Jingkang50 / OpenPSG

Benchmarking Panoptic Scene Graph Generation (PSG), ECCV'22
https://psgdataset.org
MIT License
407 stars 68 forks source link

RuntimeError:unable to find a valid cuDNN algorithm to convolution #110

Open HWH-2019 opened 9 months ago

HWH-2019 commented 9 months ago

First, when I train with multiple GPUs on one machine, I meet the error as follows: RuntimeError: CUDA error: an illegal memory access was encountered

when I set the CUDA_LAUNCH_BLOCKING=1, I got more information about this error:

RuntimeError: unable to find a valid cuDNN algorithm to convolution

I found that someone has encountered this problem, but there is no good solution, and I noticed that this problem is not encountered when training the MOTIFS model.

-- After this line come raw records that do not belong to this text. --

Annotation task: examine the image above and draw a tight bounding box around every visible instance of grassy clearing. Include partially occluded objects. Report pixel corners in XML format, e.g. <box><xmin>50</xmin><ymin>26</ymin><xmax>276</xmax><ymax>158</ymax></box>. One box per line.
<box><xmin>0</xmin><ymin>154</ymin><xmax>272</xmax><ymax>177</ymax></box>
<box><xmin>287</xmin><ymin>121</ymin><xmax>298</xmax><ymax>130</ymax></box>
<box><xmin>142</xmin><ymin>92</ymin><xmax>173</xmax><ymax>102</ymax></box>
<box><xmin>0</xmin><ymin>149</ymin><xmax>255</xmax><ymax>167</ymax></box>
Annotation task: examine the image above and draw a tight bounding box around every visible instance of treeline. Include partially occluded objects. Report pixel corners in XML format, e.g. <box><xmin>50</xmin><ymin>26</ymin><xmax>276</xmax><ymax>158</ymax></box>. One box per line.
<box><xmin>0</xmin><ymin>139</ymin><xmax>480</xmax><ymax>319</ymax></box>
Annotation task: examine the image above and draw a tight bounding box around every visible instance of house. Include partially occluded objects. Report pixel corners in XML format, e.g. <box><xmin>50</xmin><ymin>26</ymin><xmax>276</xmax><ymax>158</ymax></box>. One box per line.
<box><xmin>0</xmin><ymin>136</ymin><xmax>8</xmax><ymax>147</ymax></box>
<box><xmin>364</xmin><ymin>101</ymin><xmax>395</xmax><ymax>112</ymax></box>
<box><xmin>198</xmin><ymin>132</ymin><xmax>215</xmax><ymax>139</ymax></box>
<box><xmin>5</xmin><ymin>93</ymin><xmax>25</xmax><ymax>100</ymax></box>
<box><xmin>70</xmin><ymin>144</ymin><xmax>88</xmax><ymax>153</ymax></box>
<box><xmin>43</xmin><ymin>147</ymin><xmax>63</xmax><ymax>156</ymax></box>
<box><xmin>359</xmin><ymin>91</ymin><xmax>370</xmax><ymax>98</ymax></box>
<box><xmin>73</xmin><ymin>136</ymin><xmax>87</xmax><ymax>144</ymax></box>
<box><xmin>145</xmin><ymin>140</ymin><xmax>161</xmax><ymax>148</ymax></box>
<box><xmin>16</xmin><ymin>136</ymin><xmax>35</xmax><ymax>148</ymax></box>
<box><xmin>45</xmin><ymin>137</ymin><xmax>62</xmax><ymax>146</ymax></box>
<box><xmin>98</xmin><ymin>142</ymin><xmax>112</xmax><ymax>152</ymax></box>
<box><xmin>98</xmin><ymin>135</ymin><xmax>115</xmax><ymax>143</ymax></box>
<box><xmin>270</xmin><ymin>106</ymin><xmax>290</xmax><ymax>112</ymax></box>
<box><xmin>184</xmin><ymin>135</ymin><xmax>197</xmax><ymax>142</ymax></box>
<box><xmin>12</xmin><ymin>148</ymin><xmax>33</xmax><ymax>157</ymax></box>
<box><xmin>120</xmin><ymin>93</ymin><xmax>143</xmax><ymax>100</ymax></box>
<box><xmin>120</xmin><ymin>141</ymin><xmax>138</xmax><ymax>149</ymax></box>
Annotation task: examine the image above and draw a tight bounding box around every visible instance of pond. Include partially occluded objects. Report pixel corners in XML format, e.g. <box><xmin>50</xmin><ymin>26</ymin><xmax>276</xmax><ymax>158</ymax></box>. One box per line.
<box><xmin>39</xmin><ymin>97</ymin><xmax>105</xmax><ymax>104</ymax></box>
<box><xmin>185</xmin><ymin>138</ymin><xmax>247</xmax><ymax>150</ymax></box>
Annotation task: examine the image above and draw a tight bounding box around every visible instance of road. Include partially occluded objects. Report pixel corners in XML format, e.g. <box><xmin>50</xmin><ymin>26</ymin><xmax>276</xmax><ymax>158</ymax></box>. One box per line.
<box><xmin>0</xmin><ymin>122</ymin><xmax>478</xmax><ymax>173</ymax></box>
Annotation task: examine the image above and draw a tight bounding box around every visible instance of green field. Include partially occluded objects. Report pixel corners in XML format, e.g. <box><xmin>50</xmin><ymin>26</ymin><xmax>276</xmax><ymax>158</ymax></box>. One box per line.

Is it a problem with the PSGFormer model code itself or the GPUs without enough VRAM as mentioned on the Internet?

and why I didn't get the error: CUDA out of memory

the run-time environment as follows:

# system
GPU RTX3090
cuda 12.0
cudnn 11.8

# run-time
pytorch==1.7.1
torchvision==0.8.2
torchaudio==0.7.2
cudatoolkit=11.0
Jingkang50 commented 9 months ago

Sorry I cannot come up with solution to the problem. Have you solve the problem?